I had network problem and connection reset by timescale cloud, so now I’m running my EC2 with client and server on the same machine.

My test consists of loading a big dataset manualy and then SELECT some datas to measure the performance.

There is 300 devices (devices are boats, their identifier is imo number), having 300 metrics each, produced each minute. Retention 6 months.

I choose a narrow layout (ts, imo, key, value) there are ~23.7E9 in this single table. (partition by ts, chunk of 7days)

CREATE TABLE raw (
  ts TIMESTAMPTZ NOT NULL,
  imo INT NOT NULL,
  key TEXT NOT NULL,
  value REAL NOT NULL --NULL?
);

SELECT create_hypertable('raw', 'ts', chunk_time_interval => INTERVAL '7 days');
-- partitioning disabled: only with low cardinality and multi-node architecture

Read access with an expected response time P99.9 =< 2sec:

Typical: 1 week, 14 metrics, 1 minute time-base => ~140K points
Worst case: time periode: 2 months, 21 metrics, 1 minute time-base => ~1.85M points

I’ve tried to use compressed chunk or not, but the performance are slow! (select, on cold start, on different chunks are slow):

select ts, key, value from raw
where
imo ='57' and
key = '22' and
ts >= '2023-02-01T00:00:00' and
ts < '2023-03-01T00:00:00'
order by ts;
--40320 rows: 29s (if compressed: 25s). response time linear by time range

Do you think this is an expected performance?

Can you suggest any improvement in term of modeling, query, chunking, access pattern?

Thank you

jonatasdp · December 4, 2023, 12:27pm

reset by timescale cloud

You mentioned you’re on premise. Timescale cloud does not refer to timescale cloud product right?

Probably add indices by imo and key + time will make it really fast.

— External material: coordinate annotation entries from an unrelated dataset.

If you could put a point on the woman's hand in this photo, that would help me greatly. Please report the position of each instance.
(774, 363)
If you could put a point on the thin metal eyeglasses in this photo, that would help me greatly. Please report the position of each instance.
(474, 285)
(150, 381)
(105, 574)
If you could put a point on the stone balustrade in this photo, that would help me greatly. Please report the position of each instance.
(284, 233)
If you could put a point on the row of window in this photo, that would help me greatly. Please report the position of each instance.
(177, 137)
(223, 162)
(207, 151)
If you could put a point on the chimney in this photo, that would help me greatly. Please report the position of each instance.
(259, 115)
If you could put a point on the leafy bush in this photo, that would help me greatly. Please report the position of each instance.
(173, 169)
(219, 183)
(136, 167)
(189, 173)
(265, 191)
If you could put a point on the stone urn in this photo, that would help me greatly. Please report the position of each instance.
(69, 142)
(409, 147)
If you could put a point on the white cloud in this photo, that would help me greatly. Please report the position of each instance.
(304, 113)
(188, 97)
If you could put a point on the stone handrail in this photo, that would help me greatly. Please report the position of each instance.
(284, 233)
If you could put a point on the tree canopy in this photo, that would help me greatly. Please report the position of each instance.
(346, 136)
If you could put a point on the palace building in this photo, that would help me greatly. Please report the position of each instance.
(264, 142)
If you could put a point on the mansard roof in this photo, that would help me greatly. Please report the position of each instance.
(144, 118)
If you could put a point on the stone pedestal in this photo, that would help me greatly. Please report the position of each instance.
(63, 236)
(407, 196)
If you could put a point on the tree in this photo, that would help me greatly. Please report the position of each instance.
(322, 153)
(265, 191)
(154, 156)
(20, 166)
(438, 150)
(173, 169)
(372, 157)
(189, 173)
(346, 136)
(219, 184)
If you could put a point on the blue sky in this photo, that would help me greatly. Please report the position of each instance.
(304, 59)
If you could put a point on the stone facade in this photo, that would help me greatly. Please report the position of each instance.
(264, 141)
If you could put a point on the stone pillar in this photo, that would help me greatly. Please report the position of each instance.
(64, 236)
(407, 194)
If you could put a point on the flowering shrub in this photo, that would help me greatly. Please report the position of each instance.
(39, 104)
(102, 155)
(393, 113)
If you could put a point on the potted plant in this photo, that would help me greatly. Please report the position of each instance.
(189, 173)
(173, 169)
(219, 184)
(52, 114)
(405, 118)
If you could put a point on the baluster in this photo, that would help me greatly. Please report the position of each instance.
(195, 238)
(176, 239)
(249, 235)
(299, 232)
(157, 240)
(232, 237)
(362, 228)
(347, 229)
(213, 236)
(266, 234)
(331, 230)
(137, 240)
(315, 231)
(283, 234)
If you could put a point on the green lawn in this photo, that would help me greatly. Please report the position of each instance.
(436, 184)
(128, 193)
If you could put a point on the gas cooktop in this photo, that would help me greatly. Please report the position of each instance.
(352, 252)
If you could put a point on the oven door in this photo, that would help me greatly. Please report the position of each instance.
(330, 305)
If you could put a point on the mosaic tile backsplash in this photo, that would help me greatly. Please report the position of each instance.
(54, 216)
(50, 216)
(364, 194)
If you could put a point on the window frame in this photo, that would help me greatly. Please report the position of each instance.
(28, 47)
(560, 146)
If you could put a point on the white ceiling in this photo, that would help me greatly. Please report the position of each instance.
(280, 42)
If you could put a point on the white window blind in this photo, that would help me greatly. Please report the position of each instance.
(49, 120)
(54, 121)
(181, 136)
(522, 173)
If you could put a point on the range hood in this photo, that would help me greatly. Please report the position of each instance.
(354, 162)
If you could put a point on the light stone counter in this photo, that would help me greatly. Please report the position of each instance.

Learn more here: How to use composite indexes to speed up time-series queries

Also, check indexing data section.

Please, consider adopting some continuous aggregates for the most frequent queries if it’s possible. They can save you a lot of scans on reading.

If the performance does not improve, take a deep look on explain analyze <your query> and try to bring the output here or use some external tool to analyze the data.

Ivan · December 7, 2023, 8:11am

Hello,

I had network problem and connection reset by timescale cloud, so now I’m running my EC2 with client and server on the same machine.

→ Yes, I 've tested timescale cloud offer, and as I encounter network / performance problem, I’m running now timescale self-managed on my aws tenant.

Probably add indices by imo and key + time will make it really fast.

→ you mean indexes? Yes I’ve already did it:

CREATE INDEX ON raw(imo, key, ts DESC) WITH (timescaledb.transaction_per_chunk);

Please, consider adopting some continuous aggregates

→ I don’t want to aggreate these data

Here the explains:

https://explain.depesz.com/s/2vx3
https://explain.depesz.com/s/JFBs#html

My understanding is that timescale uncompress every chunks sequentially.

Thank you

jonatasdp · December 11, 2023, 4:49pm

Got it! Thanks for the report Ivan. I see imo is an integer and you did a query using text. Note that the query plan is type casting your field to text to match it.

Can you try to parse it to int in the query before send it. Maybe it’s decompressing the chunk because of the typecast.